I used to write a lot about parenting, often about the modern dad. He changed more diapers, dropped the kids at school more often, read more bedtime stories, and sometimes struggled to balance his expanding role at home with work, research showed.
Now, fresh studies indicate the trend is continuing. At home, the percentage of fathers, married to working mothers, “who routinely care for their children under age 15” rose to 32 percent from 26 percent in 2002, The Juggle reports today, using U.S. Census Bureau data.
This is the latest research to show that increasingly parenting is a more even split between mom and dad. Mom may still do more, but dad is catching up. For example, the amount of time fathers spend caring for their kids tripled over the last 40 years, according to research from the Council on Contemporary Families in 2008.
What does this mean for early education? Parents are their children’s first teachers.
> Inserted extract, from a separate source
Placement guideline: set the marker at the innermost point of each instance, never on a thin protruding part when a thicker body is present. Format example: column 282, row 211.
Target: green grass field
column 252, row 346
It follows that if dads are more involved in story time, parent-teacher conferences and other aspects of the daily job that is childrearing, their kids’ early education may be even better.
It is also dad’s day-to-day involvement, not the periodic father-daughter day, which pays bigger health and development dividends according to another Wall Street Journal story, “Are Dads the New Moms?”
"We're finding that it's not the outings or fishing trips but fathers' steady emotional connection that makes the most substantial difference to their children," says Mr. (Randal) Day (director of the Family Studies Center at Brigham Young University).
In many ways, today’s parents are a transitional group, hammering out new arrangements daily and weekly on everything from who will stay home when their child is sick to who will cook dinner.
Men now also deal with more work-family conflict than women, according to a 2009 report from the Families and Work Institute.
In other words, men are experiencing what women experienced when they first entered the workforce in record numbers—the pressure to “do it all in order to have it all.
-- “The New Male Mystique.” 2011.
The report and The Wall Street Journal stories are great places to start for preschool teachers, providers and, of course, parents to understand the changing families of students in early education classrooms.